Sunday, August 28, 2011

Gripe of the Day: Moustique Mystique

I love the United States. Really, I do. But I also like to go outdoors. And that’s where Paris wins hands down.
     Let me explain.
     Mosquitoes seem to find me much to their liking. In all senses of the word. And there were zillions of them in residence around my residence in Ann Arbor this year. I could barely get out the door before they’d swarm, as if they were just hovering out there, waiting for me. And when I got in my car, they’d  bash their little blood-sucking proboscis against the windows, somehow hoping to get just a taste before I drove off. To the point that it became quite the standing joke among my friends and family.
     After all, I do puff up prodigiously.
     So with this summer being amazingly wet in Michigan, the mosquitoes are having a field day. Or a yard day. Or even an in-house day, if you aren’t careful.
     Usually it’s a problem early in the morning and then at dusk. That I can handle. It leaves me a good number of hours of normal living I can use to weed the flower beds, tend to the vegetable garden, go for walks, or just sit and read a book in the hammock. (Provided I don’t mind always reeking of citronella - or Bounce - or Skin So Soft, of course.) But not this year! Oh no! Not by a long shot!
     This year it’s been so rainy that another breed of mosquito appeared. I call it the zebra mosquito, but it’s really called the gallinipper. Yes, that’s its name. No pun intended. Although it does nip, and quite painfully so, it would appear. If you want to be niggling about it, the scientific name is Psorophora ciliata. And yes, it will leave you very psoro and phora long time. (Sorry, too good to pass up.)

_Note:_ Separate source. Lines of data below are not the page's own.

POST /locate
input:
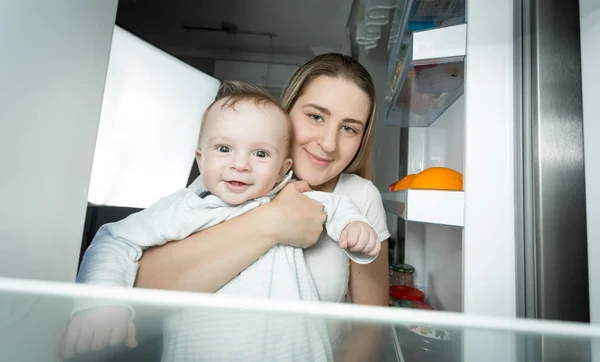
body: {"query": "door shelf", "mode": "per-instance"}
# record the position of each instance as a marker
(427, 206)
(429, 79)
(419, 15)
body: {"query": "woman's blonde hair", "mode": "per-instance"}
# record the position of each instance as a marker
(338, 66)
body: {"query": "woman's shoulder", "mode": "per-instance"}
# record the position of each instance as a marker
(352, 184)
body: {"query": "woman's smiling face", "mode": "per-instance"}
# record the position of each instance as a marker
(329, 119)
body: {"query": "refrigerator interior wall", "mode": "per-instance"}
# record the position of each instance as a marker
(386, 139)
(436, 251)
(52, 70)
(590, 57)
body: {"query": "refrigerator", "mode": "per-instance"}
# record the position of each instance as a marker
(519, 241)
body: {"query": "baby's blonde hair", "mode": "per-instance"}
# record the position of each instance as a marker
(240, 92)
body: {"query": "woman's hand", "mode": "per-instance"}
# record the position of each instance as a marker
(297, 219)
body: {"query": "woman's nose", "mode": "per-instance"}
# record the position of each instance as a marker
(329, 140)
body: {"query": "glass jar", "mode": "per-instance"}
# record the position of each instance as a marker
(402, 274)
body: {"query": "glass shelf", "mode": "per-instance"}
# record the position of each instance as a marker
(35, 314)
(427, 206)
(429, 79)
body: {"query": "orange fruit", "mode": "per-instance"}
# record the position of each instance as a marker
(404, 183)
(438, 178)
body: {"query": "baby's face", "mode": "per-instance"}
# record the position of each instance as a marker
(243, 151)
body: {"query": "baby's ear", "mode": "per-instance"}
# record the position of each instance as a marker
(287, 164)
(199, 160)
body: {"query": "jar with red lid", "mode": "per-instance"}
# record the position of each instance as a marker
(403, 292)
(402, 274)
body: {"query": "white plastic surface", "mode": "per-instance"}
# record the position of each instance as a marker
(427, 206)
(440, 43)
(151, 114)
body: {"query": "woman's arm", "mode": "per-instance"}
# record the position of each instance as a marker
(369, 285)
(207, 260)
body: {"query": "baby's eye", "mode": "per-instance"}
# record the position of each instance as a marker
(261, 154)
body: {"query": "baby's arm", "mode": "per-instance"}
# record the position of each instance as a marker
(112, 259)
(347, 225)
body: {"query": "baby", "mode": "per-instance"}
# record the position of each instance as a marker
(243, 160)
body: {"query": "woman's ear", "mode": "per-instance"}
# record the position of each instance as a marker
(287, 164)
(199, 160)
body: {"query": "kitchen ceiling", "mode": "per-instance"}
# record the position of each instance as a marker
(302, 28)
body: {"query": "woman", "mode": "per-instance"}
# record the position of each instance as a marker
(331, 101)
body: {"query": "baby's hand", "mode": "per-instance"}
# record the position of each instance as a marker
(95, 329)
(360, 237)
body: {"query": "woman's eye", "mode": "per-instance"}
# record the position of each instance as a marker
(261, 154)
(349, 129)
(316, 118)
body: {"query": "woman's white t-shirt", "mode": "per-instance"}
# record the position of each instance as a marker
(328, 263)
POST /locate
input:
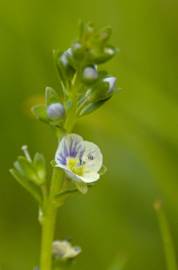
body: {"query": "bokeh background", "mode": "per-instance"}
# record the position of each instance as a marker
(137, 130)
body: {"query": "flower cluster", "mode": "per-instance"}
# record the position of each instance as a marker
(85, 86)
(77, 163)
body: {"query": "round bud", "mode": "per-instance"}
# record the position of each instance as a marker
(112, 83)
(64, 58)
(55, 111)
(90, 74)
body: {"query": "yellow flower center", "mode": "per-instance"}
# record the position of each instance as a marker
(73, 165)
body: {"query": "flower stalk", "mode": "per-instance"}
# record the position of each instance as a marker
(49, 221)
(78, 163)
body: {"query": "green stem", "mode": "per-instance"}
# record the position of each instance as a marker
(49, 220)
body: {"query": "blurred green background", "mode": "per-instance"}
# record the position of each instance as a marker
(137, 130)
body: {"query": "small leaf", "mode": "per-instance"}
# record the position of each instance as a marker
(40, 166)
(27, 170)
(40, 112)
(51, 96)
(29, 186)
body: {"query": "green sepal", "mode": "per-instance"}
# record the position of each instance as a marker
(40, 166)
(26, 169)
(51, 96)
(66, 70)
(40, 112)
(82, 187)
(26, 184)
(103, 170)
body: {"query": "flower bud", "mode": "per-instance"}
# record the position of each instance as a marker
(55, 111)
(90, 74)
(78, 50)
(64, 250)
(112, 82)
(64, 58)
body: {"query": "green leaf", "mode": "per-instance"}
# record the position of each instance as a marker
(40, 112)
(62, 196)
(29, 186)
(27, 170)
(51, 96)
(40, 166)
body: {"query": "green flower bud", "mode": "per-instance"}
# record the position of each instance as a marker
(90, 74)
(64, 58)
(78, 50)
(55, 111)
(64, 250)
(111, 84)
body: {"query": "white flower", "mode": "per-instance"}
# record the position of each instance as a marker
(64, 250)
(80, 159)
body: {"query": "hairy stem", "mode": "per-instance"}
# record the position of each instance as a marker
(49, 220)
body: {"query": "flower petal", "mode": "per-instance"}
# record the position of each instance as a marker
(92, 157)
(69, 146)
(90, 177)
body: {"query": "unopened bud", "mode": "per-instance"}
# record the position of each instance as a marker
(65, 57)
(112, 82)
(55, 111)
(90, 74)
(64, 250)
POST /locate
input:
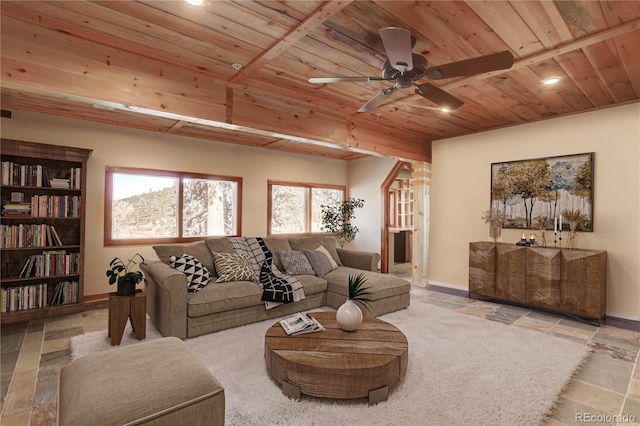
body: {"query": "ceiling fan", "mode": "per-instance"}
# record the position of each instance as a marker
(404, 68)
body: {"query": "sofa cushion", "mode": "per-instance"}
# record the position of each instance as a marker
(380, 285)
(323, 250)
(223, 297)
(196, 249)
(219, 245)
(197, 274)
(313, 242)
(275, 245)
(295, 263)
(233, 267)
(240, 294)
(319, 261)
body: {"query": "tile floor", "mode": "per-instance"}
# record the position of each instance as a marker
(605, 390)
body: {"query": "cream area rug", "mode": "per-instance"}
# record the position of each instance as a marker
(463, 370)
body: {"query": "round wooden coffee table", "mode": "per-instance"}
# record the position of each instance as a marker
(365, 363)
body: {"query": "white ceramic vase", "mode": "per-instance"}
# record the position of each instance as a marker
(349, 316)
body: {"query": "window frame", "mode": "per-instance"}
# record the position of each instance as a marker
(309, 186)
(108, 203)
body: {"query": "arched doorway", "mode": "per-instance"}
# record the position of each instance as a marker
(397, 231)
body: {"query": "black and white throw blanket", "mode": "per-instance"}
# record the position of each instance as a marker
(277, 288)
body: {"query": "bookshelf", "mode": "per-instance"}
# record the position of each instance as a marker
(42, 229)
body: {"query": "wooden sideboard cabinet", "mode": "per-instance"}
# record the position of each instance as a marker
(571, 281)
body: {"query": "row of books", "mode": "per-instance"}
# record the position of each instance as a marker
(14, 174)
(45, 206)
(29, 235)
(38, 296)
(51, 263)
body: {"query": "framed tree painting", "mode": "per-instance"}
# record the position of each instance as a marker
(540, 190)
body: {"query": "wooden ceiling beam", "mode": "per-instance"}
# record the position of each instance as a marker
(323, 13)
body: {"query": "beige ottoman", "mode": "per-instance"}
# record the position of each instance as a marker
(159, 382)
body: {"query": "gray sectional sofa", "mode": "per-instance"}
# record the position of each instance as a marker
(218, 306)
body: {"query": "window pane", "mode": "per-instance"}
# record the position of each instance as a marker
(144, 206)
(320, 196)
(209, 207)
(288, 209)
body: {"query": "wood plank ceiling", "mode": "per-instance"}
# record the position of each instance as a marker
(170, 67)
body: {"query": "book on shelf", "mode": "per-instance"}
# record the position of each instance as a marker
(14, 174)
(50, 263)
(24, 297)
(300, 323)
(29, 235)
(60, 183)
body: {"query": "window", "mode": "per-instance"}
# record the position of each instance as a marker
(294, 208)
(144, 206)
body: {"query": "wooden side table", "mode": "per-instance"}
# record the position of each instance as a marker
(122, 308)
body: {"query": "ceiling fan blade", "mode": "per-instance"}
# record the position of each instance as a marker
(397, 43)
(378, 100)
(438, 96)
(495, 61)
(320, 80)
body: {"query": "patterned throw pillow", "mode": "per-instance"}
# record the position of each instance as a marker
(233, 267)
(295, 263)
(197, 274)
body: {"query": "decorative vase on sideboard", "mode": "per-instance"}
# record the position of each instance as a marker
(349, 316)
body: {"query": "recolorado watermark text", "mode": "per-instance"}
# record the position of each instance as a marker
(604, 418)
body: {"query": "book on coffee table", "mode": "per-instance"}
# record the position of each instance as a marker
(300, 323)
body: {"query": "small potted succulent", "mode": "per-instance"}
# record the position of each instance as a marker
(349, 315)
(123, 274)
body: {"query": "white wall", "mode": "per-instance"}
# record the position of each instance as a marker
(461, 182)
(118, 146)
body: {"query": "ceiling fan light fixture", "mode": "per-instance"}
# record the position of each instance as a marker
(550, 81)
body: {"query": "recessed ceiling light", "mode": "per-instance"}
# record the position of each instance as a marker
(550, 81)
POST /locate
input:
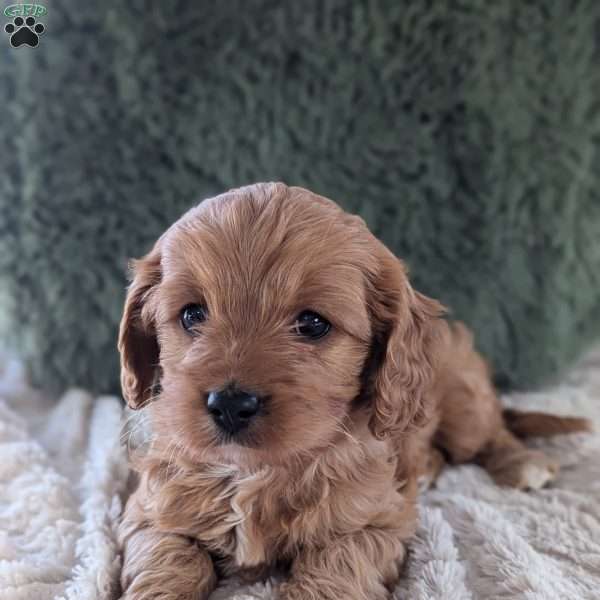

     They’re bigger than normal mosquitoes (½" long body) and they have light stripes on their spindly legs, which is why I call them zebra mosquitoes. (Well, actually what I call them can’t be repeated here.) Unlike regular mosquitoes, they can bite right through cotton canvas clothing, and they do so all throughout the day, not merely from dusk to dawn. Although they’re apparently native to Michigan, they only reappear from time to time. And when they do, they live for a rollicking two to four months. Flying around and biting tirelessly all day and all night. To add insult to minor injury, their eggs can sit around for years, just waiting to hatch. After which it’s the survival of the fittest: you or them.
     The good news is that they feed on the larvae of smaller mosquitoes. The bad news is that it’s not a winning trade-off for Michiganders. Out of the frying pan, and into the fire.
     American friends visiting me here in Montmartre, or American tourists I show around France, are always surprised that there are no screens on windows or doors. They ask, "Don’t you have mosquitoes here?"
     "Not very many," I like to reply. "The French ate them all."
     As the French are known for eating snails and frog’s legs - among other strange delicacies - my Americans sometimes hesitate to realize it’s a joke. But the truth is that, outside of the Camargue region at least, there aren’t many mosquitoes... especially in Paris. What’s more, the ones that do exist fly far slower than their American cousins. Which may explain why there are less of them.
     Bottom line: I actually can enjoy the outdoors in general, and my little private garden in particular. Which is a blessing.